How to use a Montessori Checkerboard
Before you can use a Montessori Checkerboard to help students learn multiplication, they need to take the time to first learn how to use it. This can happen simply by letting them express numbers on the checkerboard using the beads and the number squares. Maybe they can practice some addition and subtraction to see how carryover happens across the tiles.
To multiply using the checkerboard, the students represent a multiplicand at the bottom ridge (say 34 – 3 units and 4 tens) and a multiplier at the right ridge (say 2) using the number squares.
The multiplier 2 is then used to multiply each place value from the multiplicand 34 separately.
2 x 4 = 8
2 x 30 = 60
The students go through the process step by step using the beads. They add two beads of 4 in the green tile (units) to represent the (2 x 4), and two beads of 3 in the blue tile (tens) to represent the (2 x 30). It is important to explain to them exactly what the word “multiply” means.
After the students see the effect of the multiplier on the beads (multiplied their amount by 2), they start representing the final answer by adding all the beads. They put one bead of 8 in the green tile (units) instead of the two beads of 4, and one bead of 6 in the blue tile (tens) instead of the two beads of 3.
Step by step, the multiplication problems could rise both in terms of complexity and magnitude. Allow the students to explore the problems themselves before demonstrating the solution on the checkerboard.
How to make a Montessori Checkerboard
Having a ready checkerboard can yield many benefits. Some sets, such as Alison’s Montessori, include an Activity Cards set, which offers practicing exercises for students that gives them the chance to progress through the concepts independently.

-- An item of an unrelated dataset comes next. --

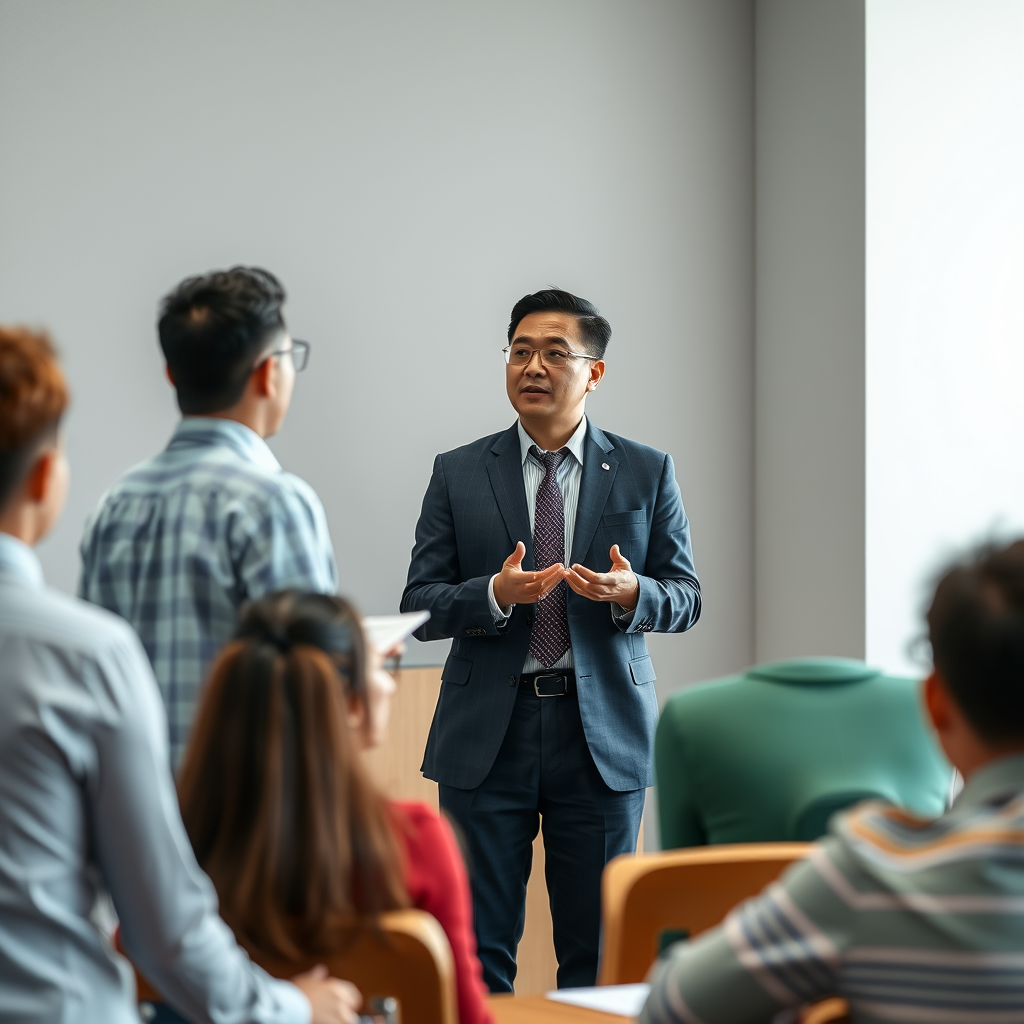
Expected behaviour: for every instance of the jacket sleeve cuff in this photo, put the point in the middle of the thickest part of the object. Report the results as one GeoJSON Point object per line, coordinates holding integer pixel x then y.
{"type": "Point", "coordinates": [500, 615]}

However, these ready-sets can be quite expensive. Creating a DIY checkerboard is not that hard and can be done with many different kinds of materials. (obtained from https://kindlingkidsmontessori.wordpress.com/2019/03/13/diy-montessori-checkerboard/)
What you would need is:
- A cabinet backing board (17” X 28”)
- Craft or glitter foam, one sheet for each color (green, blue, red).
- Glue gun
- Scissors or rotary blade
- Black paint pen
First, using the ruler, draw a grid of squares on the back of every foam sheet. Each square should be 7 cm long. Then, use the blade to carefully cut out the squares you’ve made. Lay them on the backing board and make sure they all align (like the picture).
After that, use the glue gun to attach the foam grids to the board. Sand the edges of the board if you need to. Finally, use the paint pen to write down the numerals (1, 10, 100 etc.).
Viola! A fully functional checkerboard for a fraction of the price.
A Montessori Checkerboard is a roadmap to mathematical discovery. It allows children to visualize and create numbers into the billions, at the same time demonstrating exactly how multiplication can produce such extremely large numbers.
It is a whole-body experience for the student, owing also to the board’s massive size. The student’s use of the beads and the number squares help them reinforce and visualize the relationships between numbers. It grounds their understanding of numbers and math operations in a very concrete, tangible experience that helps them climb to abstraction at their own pace.